Length of Approval: Initial: 6 months; Renewal: 12 months

This pharmacy policy is not an authorization, certification, explanation of benefits or a contract. Eligibility and benefits are determined on a case-by-case basis according to the terms of the member’s plan in effect as of the date services are rendered. All pharmacy policies are based on (i) information in FDA approved package inserts (and black box warning, alerts, or other information disseminated by the FDA as applicable); (ii) research of current medical and pharmacy literature; and/or (iii) review of common medical practices in the treatment and diagnosis of disease as of the date hereof. Physicians and other providers are solely responsible for all aspects of medical care and treatment, including the type, quality, and levels of care and treatment.

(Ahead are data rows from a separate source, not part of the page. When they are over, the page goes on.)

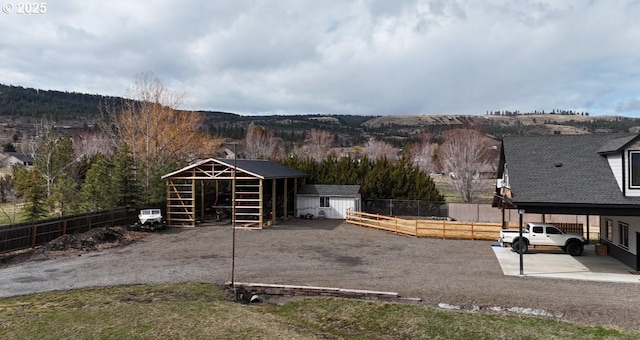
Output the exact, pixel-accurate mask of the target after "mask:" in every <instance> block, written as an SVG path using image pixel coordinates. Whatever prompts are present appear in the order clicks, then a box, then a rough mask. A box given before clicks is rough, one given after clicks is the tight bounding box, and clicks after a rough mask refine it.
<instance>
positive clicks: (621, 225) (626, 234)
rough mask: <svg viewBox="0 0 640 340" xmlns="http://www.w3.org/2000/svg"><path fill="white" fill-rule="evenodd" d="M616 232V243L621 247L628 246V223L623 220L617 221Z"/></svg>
mask: <svg viewBox="0 0 640 340" xmlns="http://www.w3.org/2000/svg"><path fill="white" fill-rule="evenodd" d="M618 232H619V242H618V244H619V245H620V246H621V247H623V248H629V225H628V224H626V223H623V222H618Z"/></svg>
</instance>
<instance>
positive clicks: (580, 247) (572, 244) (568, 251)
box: [567, 242, 584, 256]
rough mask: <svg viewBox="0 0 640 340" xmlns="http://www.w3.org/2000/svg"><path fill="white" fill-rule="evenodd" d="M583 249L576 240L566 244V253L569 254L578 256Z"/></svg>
mask: <svg viewBox="0 0 640 340" xmlns="http://www.w3.org/2000/svg"><path fill="white" fill-rule="evenodd" d="M583 251H584V245H582V243H578V242H571V243H569V244H567V254H569V255H571V256H580V255H582V252H583Z"/></svg>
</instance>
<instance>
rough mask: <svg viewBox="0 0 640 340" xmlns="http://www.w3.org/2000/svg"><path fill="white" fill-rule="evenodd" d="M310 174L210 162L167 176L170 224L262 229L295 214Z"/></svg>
mask: <svg viewBox="0 0 640 340" xmlns="http://www.w3.org/2000/svg"><path fill="white" fill-rule="evenodd" d="M305 177H306V175H305V174H304V173H302V172H299V171H297V170H293V169H290V168H287V167H285V166H282V165H279V164H276V163H273V162H270V161H265V160H249V159H236V160H234V159H226V158H209V159H205V160H202V161H199V162H197V163H194V164H192V165H189V166H187V167H185V168H182V169H180V170H178V171H175V172H172V173H170V174H166V175H164V176H163V177H162V178H163V179H164V180H166V181H167V212H166V215H167V216H166V218H167V223H168V224H169V225H171V226H193V227H195V226H196V224H197V223H198V221H205V220H207V219H217V220H220V219H222V218H226V217H228V218H230V219H231V222H232V224H233V226H235V227H236V228H250V229H262V228H263V227H264V226H267V225H271V224H273V223H275V222H276V219H277V218H278V217H285V218H286V217H290V216H295V211H296V207H295V204H296V200H295V195H296V190H297V188H298V187H299V186H300V185H303V184H304V179H305Z"/></svg>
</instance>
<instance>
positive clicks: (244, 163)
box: [162, 158, 307, 179]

The purpose of Blue Cross and Blue Shield of Alabama’s pharmacy policies are to provide a guide to coverage. Pharmacy policies are not intended to dictate to physicians how to practice medicine. Physicians should exercise their medical judgment in providing the care they feel is most appropriate for their patients.

Neither this policy, nor the successful adjudication of a pharmacy claim, is guarantee of payment.